Commit 7975 sucks in the code from wxGlade for the actual form components. We do this first because the layout doesn't matter until we have the parts that actually do work in place.
Unfortunately, the code doesn't actually work, because the wxGlade code uses wxCONSTANT values directly and Padre does not. It turns out exporting 5000 constants into 300 classes results in a rather ugly memory overhead, so in Padre we use Wx::wxCONSTANT directly.
So in commit 7976 I drop in a temporary "use Wx 'everything';" so the constants work.
Commit 7978 drops in the wxGlade layout code, which should pretty much just work as is.
Some of the objects use horrible auto-generated "sizer_1" variables. But oddly, I find for some of the stuff like the border sizers it doesn't really matter that much, since there's really not much better meaning you can use instead.
And now to the clean up.
First up, wxGlade likes to make more things accessors than are really necessary. So in 7980 we convert them over to regular lexicals that will just exist in the C heirachy of the application, not the Perl heirachy.
Next, in commit 7983 I'll separate, comment, group and layout the sizer code into something that's actually maintainable.
Note that I'm doing pretty much all of this without actually running anything, although I do bother to at least run the test script which checks that the code compiles. We'll get to the running of code later.
But in anticipation of that day (and now that all the cut and pasting is done) we do a standardisation pass.
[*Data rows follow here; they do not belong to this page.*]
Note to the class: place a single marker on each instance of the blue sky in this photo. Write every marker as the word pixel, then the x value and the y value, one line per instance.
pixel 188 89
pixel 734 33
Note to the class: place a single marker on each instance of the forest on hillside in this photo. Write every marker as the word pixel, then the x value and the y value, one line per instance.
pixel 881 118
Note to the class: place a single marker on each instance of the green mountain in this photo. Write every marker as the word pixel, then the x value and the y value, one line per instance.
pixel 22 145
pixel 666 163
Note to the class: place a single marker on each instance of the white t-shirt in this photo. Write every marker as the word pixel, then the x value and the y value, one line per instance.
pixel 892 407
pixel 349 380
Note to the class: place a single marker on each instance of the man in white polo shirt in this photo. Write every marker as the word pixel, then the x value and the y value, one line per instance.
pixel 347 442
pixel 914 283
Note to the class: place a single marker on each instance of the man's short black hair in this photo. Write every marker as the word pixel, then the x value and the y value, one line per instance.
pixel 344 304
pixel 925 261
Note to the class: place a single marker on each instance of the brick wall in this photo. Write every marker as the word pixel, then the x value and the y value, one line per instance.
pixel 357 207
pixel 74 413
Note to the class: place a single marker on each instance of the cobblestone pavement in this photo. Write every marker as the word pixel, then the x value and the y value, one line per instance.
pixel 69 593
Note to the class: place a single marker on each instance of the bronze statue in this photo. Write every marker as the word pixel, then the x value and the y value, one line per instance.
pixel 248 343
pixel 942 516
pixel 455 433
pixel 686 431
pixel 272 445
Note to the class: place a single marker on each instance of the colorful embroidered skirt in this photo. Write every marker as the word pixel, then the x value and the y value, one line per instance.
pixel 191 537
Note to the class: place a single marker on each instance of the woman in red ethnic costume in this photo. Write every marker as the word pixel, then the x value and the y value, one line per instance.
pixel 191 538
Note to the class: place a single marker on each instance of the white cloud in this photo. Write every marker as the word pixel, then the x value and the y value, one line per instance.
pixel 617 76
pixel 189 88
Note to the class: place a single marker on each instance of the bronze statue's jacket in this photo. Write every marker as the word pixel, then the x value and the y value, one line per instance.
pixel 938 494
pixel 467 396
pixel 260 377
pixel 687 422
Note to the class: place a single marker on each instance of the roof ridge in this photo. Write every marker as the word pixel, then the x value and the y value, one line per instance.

In commit 7989 we finish converting all the wxCONSTANTS to Wx::wxCONSTANTS, and add in the standard Padre copyright fragments to the Debian people don't get annoyed with us.
Now to the actual functionality.
Having reached this point, we pause briefly to watch azawawi blatantly steal commit 8000 and quietly loath and envy him.
Anyway, onwards again.
So now we can start to actually run the code. And of course, as soon as I tried to do that I discovered that the dialog really should run modally. So in commit 8005 we do some refactoring to make the dialog modal (and to give it a top level easy to use method for starting and stopping the dialog).
The result? A great looking "Open URL" menu entry that does absolutely nothing at all other than spit out a "this doesn't work" message box.
But then that's the main point. By making a working chunk of UI ready for Sewi to step in and take over, I've removed a major obstacle from his completing the feature that he REALLY cares about.
And hopefully this entry can serve as something of a template for others needing to create simple to medium complexity gui code.